Father Boylan’s Introduction to Psalm 47

Posted by carmelcutthroat on March 16, 2013

HYMN TO THE LORD AS KING OF THE WORLD

THE people of Israel salute the Lord as their King, and as the King of the world. The heathen nations are called on to join in the jubilee with which the accession of the Great King is acclaimed. For the psalmist, therefore, Yahweh of Hosts is not Lord of Israel merely (though Israel is still His special possession); He is King of all lands and peoples. The spirit of Messianic universalism breathes, thus, through the poem. The series of Psalms 91-98 is also associated with the idea of God taking anew His throne as King over Israel and the world. The popular religious mind of Israel interpreted national defeat as a sign that the Lord was no longer interested in His people—was, in effect, no longer their actual King. But when any great victory was won by Israel, or the national hopes and ambitions of Israel receivedencouragement, then it was felt that the Lord had again resumed His rule as King of Israel. Inasmuch, moreover, as the reality of Yahweh’s rule over Israel was shown in practice by the defeat of Israel’s national foes, by the exercise of power, therefore, over those who were not of the House of Israel, the lordship of Yahweh over Israel came to be associated inevitably with the idea of a universal lordship of the God of Israel.

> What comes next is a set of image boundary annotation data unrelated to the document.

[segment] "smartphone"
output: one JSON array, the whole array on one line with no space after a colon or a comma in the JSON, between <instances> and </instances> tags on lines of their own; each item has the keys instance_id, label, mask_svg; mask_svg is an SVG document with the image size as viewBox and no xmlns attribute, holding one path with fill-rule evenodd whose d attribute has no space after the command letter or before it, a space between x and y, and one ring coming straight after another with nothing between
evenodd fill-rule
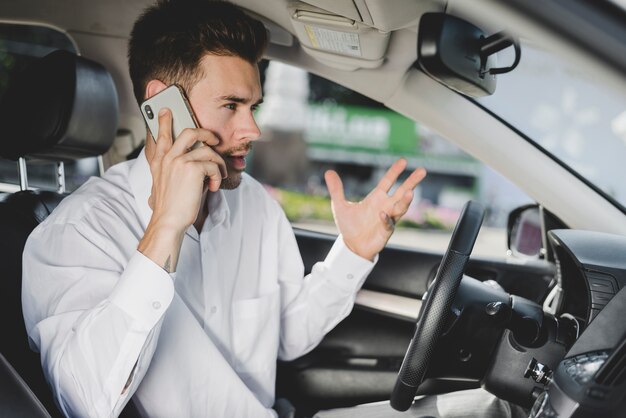
<instances>
[{"instance_id":1,"label":"smartphone","mask_svg":"<svg viewBox=\"0 0 626 418\"><path fill-rule=\"evenodd\" d=\"M152 139L156 142L159 135L159 111L164 107L172 112L172 138L175 140L185 128L197 128L198 123L185 95L185 91L177 84L172 84L165 90L155 94L141 104L143 115ZM202 142L196 142L192 148L201 146Z\"/></svg>"}]
</instances>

It is likely that the occasion of this poem was some great national victory. But it is not possible to determine the exact date or precise occasion of the poem (see footnote below).  It must be said in regard to this poem, as was said in regard to Ps 43, that the imagery of the poem goes beyond the possibilities of any known historical situation. Here, as there, we have at work a method of composition, a tradition of literary creation, which was intimately associated with the phenomena of the Messianic outlook in ancient Israel.

Footnote by Fr. Boylan: This psalm, like the following, has been often associated by criticism with the defeat of Sanherib (i.e., Sennacherib, 701 B.C.). It has been maintained also that Ps66, Ps 74, Ps 94, Ps 96, Ps 96, Ps 97, and, possibly, Ps 91, were composed to commemorate the overthrow of the Assyrians on that occasion. The Ark may have been taken out from its shrine during the celebration of victory, carried around in a triumphal procession, and, finally, borne back amidst tumultuous rejoicing to its resting place in the Temple. The return of the Ark to its shrine would symbolise the return of Yahweh to His throne as King of Israel. The ceremonies of rejoicing over the Assyrian defeat would, in the circumstances, inevitably resemble the ceremonies of the coronation of Hebrew kings; and if, as is not improbable, a great triumph of Israel would naturally be looked on by the people as a sort of prelude to, or foretaste of, the victories of the Messias, we should expect to find in this psalm that interweaving of the historical and the ideal, that overshadowing of the actual King (Ezechias, i.e., Hezekiah) and his victory by the Messianic King and his victories, which the psalm shows.

For the carrying of the Ark in a procession of victory compare Psalm 24.